12/11/2009 :: Last November, the Belgian judiciary confiscated all the copies of the Brussels satirical weekly magazine Père Ubu. The weekly had reported – correctly – that 17-year old Sarah Guenned, the daughter of 51-year old Laurette Onkelinx, Belgium’s Minister of Health, former Minister of Justice, and one of the leaders of the Walloon Parti Socialiste (PS), had been arrested in the company of a notorious drug dealer. Minister Onkelinx, who is also Belgium’s Deputy Prime Minister, personally went to the police station to arrange for her daughter, who is a drug addict, to be released and return home with her.

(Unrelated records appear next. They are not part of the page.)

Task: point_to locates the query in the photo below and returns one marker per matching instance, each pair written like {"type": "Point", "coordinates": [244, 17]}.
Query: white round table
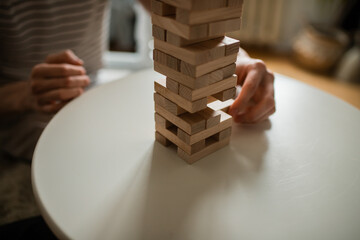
{"type": "Point", "coordinates": [98, 173]}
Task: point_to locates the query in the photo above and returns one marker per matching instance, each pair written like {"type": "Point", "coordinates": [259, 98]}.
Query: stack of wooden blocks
{"type": "Point", "coordinates": [199, 64]}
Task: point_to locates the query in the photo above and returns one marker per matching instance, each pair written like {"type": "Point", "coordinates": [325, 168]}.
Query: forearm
{"type": "Point", "coordinates": [15, 97]}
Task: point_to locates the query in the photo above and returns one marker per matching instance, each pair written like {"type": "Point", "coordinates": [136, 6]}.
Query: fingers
{"type": "Point", "coordinates": [53, 107]}
{"type": "Point", "coordinates": [42, 85]}
{"type": "Point", "coordinates": [67, 56]}
{"type": "Point", "coordinates": [248, 90]}
{"type": "Point", "coordinates": [263, 108]}
{"type": "Point", "coordinates": [59, 95]}
{"type": "Point", "coordinates": [45, 70]}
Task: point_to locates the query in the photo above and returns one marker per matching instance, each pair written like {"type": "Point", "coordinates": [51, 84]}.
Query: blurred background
{"type": "Point", "coordinates": [314, 41]}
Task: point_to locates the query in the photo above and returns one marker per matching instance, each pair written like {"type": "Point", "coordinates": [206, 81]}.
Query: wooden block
{"type": "Point", "coordinates": [219, 105]}
{"type": "Point", "coordinates": [224, 26]}
{"type": "Point", "coordinates": [186, 31]}
{"type": "Point", "coordinates": [178, 41]}
{"type": "Point", "coordinates": [191, 123]}
{"type": "Point", "coordinates": [171, 136]}
{"type": "Point", "coordinates": [211, 117]}
{"type": "Point", "coordinates": [168, 105]}
{"type": "Point", "coordinates": [226, 94]}
{"type": "Point", "coordinates": [224, 134]}
{"type": "Point", "coordinates": [166, 60]}
{"type": "Point", "coordinates": [220, 86]}
{"type": "Point", "coordinates": [235, 3]}
{"type": "Point", "coordinates": [161, 139]}
{"type": "Point", "coordinates": [211, 146]}
{"type": "Point", "coordinates": [231, 45]}
{"type": "Point", "coordinates": [197, 17]}
{"type": "Point", "coordinates": [161, 8]}
{"type": "Point", "coordinates": [162, 121]}
{"type": "Point", "coordinates": [202, 69]}
{"type": "Point", "coordinates": [222, 73]}
{"type": "Point", "coordinates": [172, 85]}
{"type": "Point", "coordinates": [229, 70]}
{"type": "Point", "coordinates": [159, 33]}
{"type": "Point", "coordinates": [194, 54]}
{"type": "Point", "coordinates": [191, 82]}
{"type": "Point", "coordinates": [190, 106]}
{"type": "Point", "coordinates": [197, 4]}
{"type": "Point", "coordinates": [225, 122]}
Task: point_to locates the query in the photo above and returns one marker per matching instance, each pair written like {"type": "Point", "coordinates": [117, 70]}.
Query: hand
{"type": "Point", "coordinates": [58, 80]}
{"type": "Point", "coordinates": [255, 103]}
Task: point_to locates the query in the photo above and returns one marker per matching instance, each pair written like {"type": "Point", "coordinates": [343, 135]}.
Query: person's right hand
{"type": "Point", "coordinates": [58, 80]}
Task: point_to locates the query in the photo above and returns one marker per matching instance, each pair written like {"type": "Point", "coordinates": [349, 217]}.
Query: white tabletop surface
{"type": "Point", "coordinates": [98, 174]}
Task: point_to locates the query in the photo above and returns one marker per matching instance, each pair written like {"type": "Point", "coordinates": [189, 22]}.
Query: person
{"type": "Point", "coordinates": [39, 74]}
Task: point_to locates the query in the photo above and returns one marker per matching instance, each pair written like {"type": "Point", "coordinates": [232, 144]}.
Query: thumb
{"type": "Point", "coordinates": [67, 56]}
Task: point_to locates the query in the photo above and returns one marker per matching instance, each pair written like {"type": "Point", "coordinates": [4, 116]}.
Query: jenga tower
{"type": "Point", "coordinates": [199, 64]}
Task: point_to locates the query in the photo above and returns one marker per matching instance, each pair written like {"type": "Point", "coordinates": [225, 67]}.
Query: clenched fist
{"type": "Point", "coordinates": [58, 80]}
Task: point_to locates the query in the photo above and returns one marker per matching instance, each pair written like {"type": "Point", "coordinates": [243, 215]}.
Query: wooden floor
{"type": "Point", "coordinates": [283, 64]}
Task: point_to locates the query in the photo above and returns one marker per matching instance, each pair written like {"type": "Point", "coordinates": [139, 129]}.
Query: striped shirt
{"type": "Point", "coordinates": [31, 30]}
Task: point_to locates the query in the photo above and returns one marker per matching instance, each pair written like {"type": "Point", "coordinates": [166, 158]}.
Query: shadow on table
{"type": "Point", "coordinates": [166, 191]}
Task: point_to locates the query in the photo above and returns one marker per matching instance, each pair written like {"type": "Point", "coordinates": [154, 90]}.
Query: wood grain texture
{"type": "Point", "coordinates": [168, 105]}
{"type": "Point", "coordinates": [212, 15]}
{"type": "Point", "coordinates": [211, 117]}
{"type": "Point", "coordinates": [172, 85]}
{"type": "Point", "coordinates": [226, 94]}
{"type": "Point", "coordinates": [186, 31]}
{"type": "Point", "coordinates": [190, 106]}
{"type": "Point", "coordinates": [235, 3]}
{"type": "Point", "coordinates": [166, 60]}
{"type": "Point", "coordinates": [219, 105]}
{"type": "Point", "coordinates": [183, 42]}
{"type": "Point", "coordinates": [186, 80]}
{"type": "Point", "coordinates": [159, 33]}
{"type": "Point", "coordinates": [161, 8]}
{"type": "Point", "coordinates": [224, 26]}
{"type": "Point", "coordinates": [162, 121]}
{"type": "Point", "coordinates": [231, 45]}
{"type": "Point", "coordinates": [194, 54]}
{"type": "Point", "coordinates": [170, 134]}
{"type": "Point", "coordinates": [191, 123]}
{"type": "Point", "coordinates": [202, 69]}
{"type": "Point", "coordinates": [224, 134]}
{"type": "Point", "coordinates": [197, 4]}
{"type": "Point", "coordinates": [225, 122]}
{"type": "Point", "coordinates": [211, 146]}
{"type": "Point", "coordinates": [218, 87]}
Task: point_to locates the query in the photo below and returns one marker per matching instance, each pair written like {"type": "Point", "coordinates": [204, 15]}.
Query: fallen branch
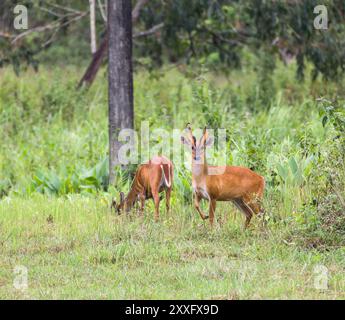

In the 1980s, a younger sister of the minister spent some time in jail as a drug trafficker. Minister Onkelinx’ former husband, Abbès Guenned, a Belgian of Moroccan origin and the father of her daughter, is also a drug dealer. In 1996, Morocco issued an international arrest warrant against Guenned, who at the time was still married to Onkelinx, then Prime Minister of the Walloon regional government. In 1997, Guenned was arrested at Brussels airport, but the Belgian authorities had to let him go because, though not a diplomat, he had a Belgian diplomatic passport. The minister subsequently divorced him, but they remained close. She got him a job at the Justice Ministry and he was her best man when in 1999 she married her second husband, Marc Uyttendaele, a Belgian government’s lawyer.

Intimidation

In 1998, Guenned was again arrested for drug trafficking. This time at Izmir Airport in Turkey. Morocco asked for his extradition, but the Belgian Minister of Justice intervened with his Turkish colleague and had Guenned released and put on a plane to Brussels, where he was allowed to go free.

The family affairs of Madame Onkelinx are her private business, but the political interference on behalf of criminal members of her family is not. Neither is the intimidation of the Belgian press to ensure that no paper dare to write about the issue. Apart from Père Ubu the events have not been covered anywhere. The confiscation of the magazine ensures that this remains so.

As Minister of Health Mrs. Onkelinx wants to introduce legislation to guarantee the quality of illegal drugs. Given her family background, this is not at all surprising. The Vlaams Belang demands that combating drug trafficking, be the government’s top priority rather than catering to the needs of the Deputy Prime Minister’s family.